C’est la 2eme fois, donc c’est vrai que c’est un peu troublant. Avec Philippe on se connaît depuis pas mal de temps maintenant, depuis une 15 aines d’années. On avait fait un concert dessiné ensemble à la ferme du buisson, en région parisienne. C’est lui qui a eu cette idée de faire ça. Il savait que j’aimais beaucoup la BD, il connaissait un autre musicien, Stéphane Oliva qui avait un rapport très fort à la BD. Il a eu envie d’interroger sa propre pratique de dessinateur, via le regard d’artistes qui à un moment donné auraient pu s’orienter vers son propre medium et finalement en ont choisi un autre, qui ont pris une autre direction et ont choisi la musique et mettre ça en rapport avec sa propre façon d’évoluer artistiquement.
Il est venu chez moi, il m’a fait parler pendant quelques heures et puis il en a tiré des planches et puis voilà. Je n’ai pas pris part autrement que par le biais d’une discussion à bâtons rompus.
Au départ, il devait y’avoir pas mal d’intervenants et finalement il a resserré sur deux entretiens, celui où il y avait Stéphane Oliva et le mien. C’est un honneur pour moi d’être un héros de bande dessinée car effectivement je suis un passionné de BD et je connais pas mal d’auteurs. Sur Nantes, il y’a énormément d’auteurs. La plupart sont des amis, j’étais d’ailleurs avec deux d’entre eux hier soir.
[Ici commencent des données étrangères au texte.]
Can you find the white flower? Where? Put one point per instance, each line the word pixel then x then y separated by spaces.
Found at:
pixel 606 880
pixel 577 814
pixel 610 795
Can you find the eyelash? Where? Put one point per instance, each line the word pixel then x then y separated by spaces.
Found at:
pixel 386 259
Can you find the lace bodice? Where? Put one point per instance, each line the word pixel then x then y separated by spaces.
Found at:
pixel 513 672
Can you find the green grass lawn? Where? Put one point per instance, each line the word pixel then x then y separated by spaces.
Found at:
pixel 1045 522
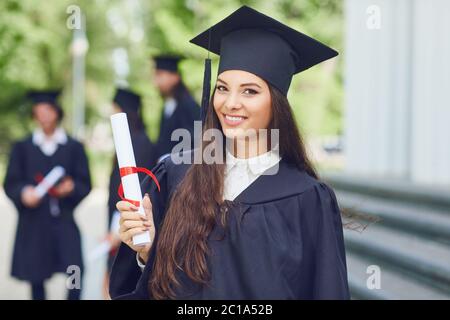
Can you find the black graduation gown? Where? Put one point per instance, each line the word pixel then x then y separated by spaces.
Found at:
pixel 145 156
pixel 46 244
pixel 283 240
pixel 186 112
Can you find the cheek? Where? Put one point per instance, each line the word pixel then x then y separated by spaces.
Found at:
pixel 260 111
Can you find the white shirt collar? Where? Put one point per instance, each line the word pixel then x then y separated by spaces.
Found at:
pixel 169 107
pixel 256 165
pixel 49 144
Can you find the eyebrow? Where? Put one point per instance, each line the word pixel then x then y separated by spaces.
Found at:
pixel 243 84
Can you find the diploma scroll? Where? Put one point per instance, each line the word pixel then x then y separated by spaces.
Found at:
pixel 49 181
pixel 125 158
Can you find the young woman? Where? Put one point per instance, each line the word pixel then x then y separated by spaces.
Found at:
pixel 47 238
pixel 259 225
pixel 180 109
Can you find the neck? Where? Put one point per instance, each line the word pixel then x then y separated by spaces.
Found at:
pixel 49 131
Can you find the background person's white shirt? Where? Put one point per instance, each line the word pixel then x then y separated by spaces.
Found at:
pixel 49 144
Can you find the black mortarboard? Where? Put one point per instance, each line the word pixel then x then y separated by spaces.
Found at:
pixel 167 62
pixel 46 96
pixel 127 100
pixel 251 41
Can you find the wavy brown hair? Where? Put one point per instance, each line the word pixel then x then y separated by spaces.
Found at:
pixel 191 216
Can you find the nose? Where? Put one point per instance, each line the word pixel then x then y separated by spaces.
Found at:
pixel 233 102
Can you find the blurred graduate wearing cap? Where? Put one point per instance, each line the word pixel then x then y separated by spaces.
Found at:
pixel 262 225
pixel 180 109
pixel 145 154
pixel 47 238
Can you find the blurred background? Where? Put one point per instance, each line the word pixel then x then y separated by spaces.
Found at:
pixel 376 118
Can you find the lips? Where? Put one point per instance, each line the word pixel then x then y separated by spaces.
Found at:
pixel 233 120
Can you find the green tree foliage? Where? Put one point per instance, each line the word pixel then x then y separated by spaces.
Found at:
pixel 35 53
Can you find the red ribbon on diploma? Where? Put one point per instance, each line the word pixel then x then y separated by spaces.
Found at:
pixel 131 170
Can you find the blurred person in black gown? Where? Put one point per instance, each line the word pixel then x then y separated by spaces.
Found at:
pixel 145 154
pixel 180 109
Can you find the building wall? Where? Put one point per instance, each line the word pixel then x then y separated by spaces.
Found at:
pixel 397 83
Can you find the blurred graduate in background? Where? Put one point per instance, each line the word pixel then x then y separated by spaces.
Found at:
pixel 145 154
pixel 47 238
pixel 180 109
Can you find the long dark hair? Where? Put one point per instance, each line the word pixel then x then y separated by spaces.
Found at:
pixel 191 217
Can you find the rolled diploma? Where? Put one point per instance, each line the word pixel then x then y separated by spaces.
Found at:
pixel 49 181
pixel 125 158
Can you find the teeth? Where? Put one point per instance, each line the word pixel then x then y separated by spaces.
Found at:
pixel 233 118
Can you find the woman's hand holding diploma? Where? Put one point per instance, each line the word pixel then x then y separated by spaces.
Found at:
pixel 133 223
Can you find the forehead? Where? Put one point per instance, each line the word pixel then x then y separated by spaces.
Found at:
pixel 240 77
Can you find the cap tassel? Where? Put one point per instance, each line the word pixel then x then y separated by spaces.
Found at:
pixel 206 88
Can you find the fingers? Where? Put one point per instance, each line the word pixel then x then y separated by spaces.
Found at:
pixel 125 206
pixel 128 235
pixel 130 224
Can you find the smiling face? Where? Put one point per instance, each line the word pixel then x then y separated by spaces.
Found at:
pixel 46 116
pixel 242 101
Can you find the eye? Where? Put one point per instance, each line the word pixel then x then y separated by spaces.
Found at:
pixel 221 88
pixel 250 91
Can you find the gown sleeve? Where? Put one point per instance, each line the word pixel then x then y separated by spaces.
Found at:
pixel 15 179
pixel 127 281
pixel 81 177
pixel 329 262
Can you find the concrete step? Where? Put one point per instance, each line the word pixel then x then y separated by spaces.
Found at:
pixel 394 284
pixel 399 190
pixel 423 260
pixel 416 219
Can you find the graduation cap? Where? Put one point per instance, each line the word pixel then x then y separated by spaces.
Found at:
pixel 251 41
pixel 167 62
pixel 46 96
pixel 127 100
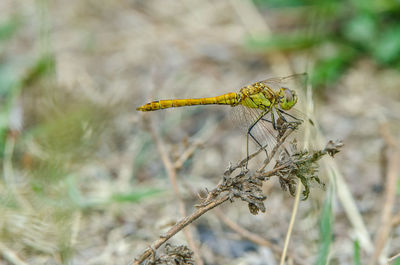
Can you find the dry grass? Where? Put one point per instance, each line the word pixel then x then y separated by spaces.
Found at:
pixel 83 181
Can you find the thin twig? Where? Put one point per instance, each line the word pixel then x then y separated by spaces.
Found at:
pixel 172 176
pixel 383 232
pixel 178 227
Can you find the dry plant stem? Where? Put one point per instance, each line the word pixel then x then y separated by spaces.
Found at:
pixel 172 176
pixel 179 226
pixel 383 232
pixel 396 219
pixel 243 162
pixel 253 237
pixel 291 224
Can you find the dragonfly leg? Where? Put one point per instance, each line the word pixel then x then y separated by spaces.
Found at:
pixel 252 136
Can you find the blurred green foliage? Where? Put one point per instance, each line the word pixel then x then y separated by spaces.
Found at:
pixel 335 33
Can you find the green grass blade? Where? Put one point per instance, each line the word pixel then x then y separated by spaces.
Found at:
pixel 325 231
pixel 357 260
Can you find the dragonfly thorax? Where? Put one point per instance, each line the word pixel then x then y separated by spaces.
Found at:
pixel 287 98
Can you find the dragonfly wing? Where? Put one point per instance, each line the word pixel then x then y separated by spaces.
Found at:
pixel 297 82
pixel 262 131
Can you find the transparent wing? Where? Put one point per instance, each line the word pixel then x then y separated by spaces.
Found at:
pixel 297 82
pixel 263 132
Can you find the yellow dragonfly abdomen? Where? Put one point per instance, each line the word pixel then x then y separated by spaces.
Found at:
pixel 225 99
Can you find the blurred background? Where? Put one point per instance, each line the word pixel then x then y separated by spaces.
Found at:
pixel 82 179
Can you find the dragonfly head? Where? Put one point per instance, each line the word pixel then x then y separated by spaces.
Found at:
pixel 287 98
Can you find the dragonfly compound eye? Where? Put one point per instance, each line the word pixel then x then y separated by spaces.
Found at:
pixel 288 98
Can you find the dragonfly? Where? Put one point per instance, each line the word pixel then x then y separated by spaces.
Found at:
pixel 263 103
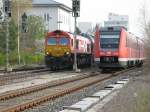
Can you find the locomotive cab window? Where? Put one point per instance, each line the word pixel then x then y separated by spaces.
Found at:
pixel 64 41
pixel 51 41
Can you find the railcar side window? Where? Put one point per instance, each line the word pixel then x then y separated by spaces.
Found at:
pixel 64 41
pixel 51 41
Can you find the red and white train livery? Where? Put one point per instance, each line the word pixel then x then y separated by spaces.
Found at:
pixel 115 47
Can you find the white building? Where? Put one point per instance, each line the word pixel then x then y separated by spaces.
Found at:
pixel 55 15
pixel 117 20
pixel 85 26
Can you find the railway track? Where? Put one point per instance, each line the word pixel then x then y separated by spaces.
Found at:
pixel 33 96
pixel 9 77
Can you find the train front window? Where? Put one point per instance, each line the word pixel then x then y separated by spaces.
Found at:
pixel 51 41
pixel 64 41
pixel 109 41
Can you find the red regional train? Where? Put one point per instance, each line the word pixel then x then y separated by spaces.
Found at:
pixel 115 47
pixel 59 50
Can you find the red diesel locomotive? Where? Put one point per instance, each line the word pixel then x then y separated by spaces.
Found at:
pixel 115 47
pixel 59 50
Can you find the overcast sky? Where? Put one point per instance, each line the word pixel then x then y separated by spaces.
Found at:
pixel 98 10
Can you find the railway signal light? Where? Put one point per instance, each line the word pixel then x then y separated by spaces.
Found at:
pixel 24 23
pixel 76 8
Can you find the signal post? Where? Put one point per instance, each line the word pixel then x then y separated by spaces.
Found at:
pixel 75 14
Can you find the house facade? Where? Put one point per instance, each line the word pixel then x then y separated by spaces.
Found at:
pixel 56 16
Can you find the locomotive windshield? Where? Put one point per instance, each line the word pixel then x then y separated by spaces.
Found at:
pixel 51 41
pixel 64 41
pixel 109 41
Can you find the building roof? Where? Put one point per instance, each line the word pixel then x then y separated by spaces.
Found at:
pixel 52 3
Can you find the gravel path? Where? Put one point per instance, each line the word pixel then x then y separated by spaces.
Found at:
pixel 126 99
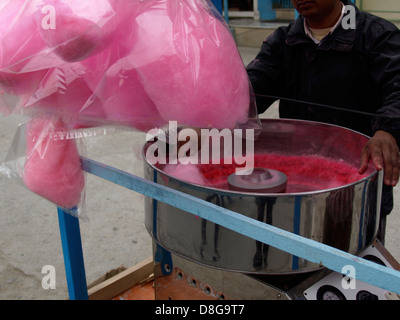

Je dirais pas qu’il y’a une certaine logique à se retrouver héros d’une BD mais en tout cas ça a un sens, car je suis vraiment féru de ça.
Vous faites beaucoup de duos ou d’apparitions musicales avec d’autres artistes. Quel est votre regard sur les jeunes artistes et l’avenir de ce métier ?
Un regard sur la scène française c’est compliqué parce qu’il y a énormément de gens. Je découvre comme plein de gens pas mal de jeunes artistes qui arrivent. Mais je trouve que c’est tellement touffu que c’est impossible d’avoir un regard global, à moins de passer ses journées à écouter.
Je n’envie pas les jeunes qui arrivent aujourd’hui, parce que je trouve que c’est une situation assez épouvantable d’engorgement. C’est tellement saturé de partout, dans un contexte comme celui-ci en plus, que ça me semble être une entreprise… C’est l’amour de la musique qui doit prévaloir et rien d’autre en fait.
J’ai la sensation qu’on est en train de créer des niches. Il y’a de moins en moins de culture populaire. Les artistes vont juste essayer de se constituer un public à eux, mais ça va être difficile d’aller vers un maximum de gens, parce que la capacité de réception des gens n’est pas infinie, parce qu’il n’y a pas assez de labels pour défendre tous les artistes. A mon avis on va se diriger vers une forme de paupérisation du métier, où très peu de gens vont pouvoir en vivre. Je ne suis pas optimiste. Je trouve que c’est une période très créative, il y a énormément de choses, comparé avec mes débuts où on était peu nombreux à faire de la chanson pop en France. Aujourd’hui, ça déboule de partout, c’est une époque de profusion, donc c’est difficile d’avoir un regard global compte tenu de la multiplicité des propositions qui sont faites.
Quel est votre coup de cœur musical de l’été ?
En ce moment, j’écoute un disque d’une chanteuse anglo-pakistanaise qui s’appelle Nadine SHAH. C’est une artiste que j’aime beaucoup. Son album s’appelle « Kitchen sink », son 4ème album. C’est une femme qui a une voix un peu de prêtresse erratique, avec beaucoup d’inspiration dans l’approche musicale, dans les arrangements. C’est un album que je recommande vivement. Elle a une voix très chaude, très chaleureuse, avec une espèce de puissance contenue et des chansons qui sont arrangées de façon très originale. C’est vraiment un disque qui est long en bouche.
Et vos projets pour la rentrée ?
Continuer à faire des enregistrements à la maison et à en diffuser quelques-uns. Peut-être en faire un objet autour de ça disque mais à tirage limité, un vinyle ou quelque chose comme ça, pour la fin de l’année ; une espèce de compilation de tout ce que j’aurais fait sur cette drôle d’année.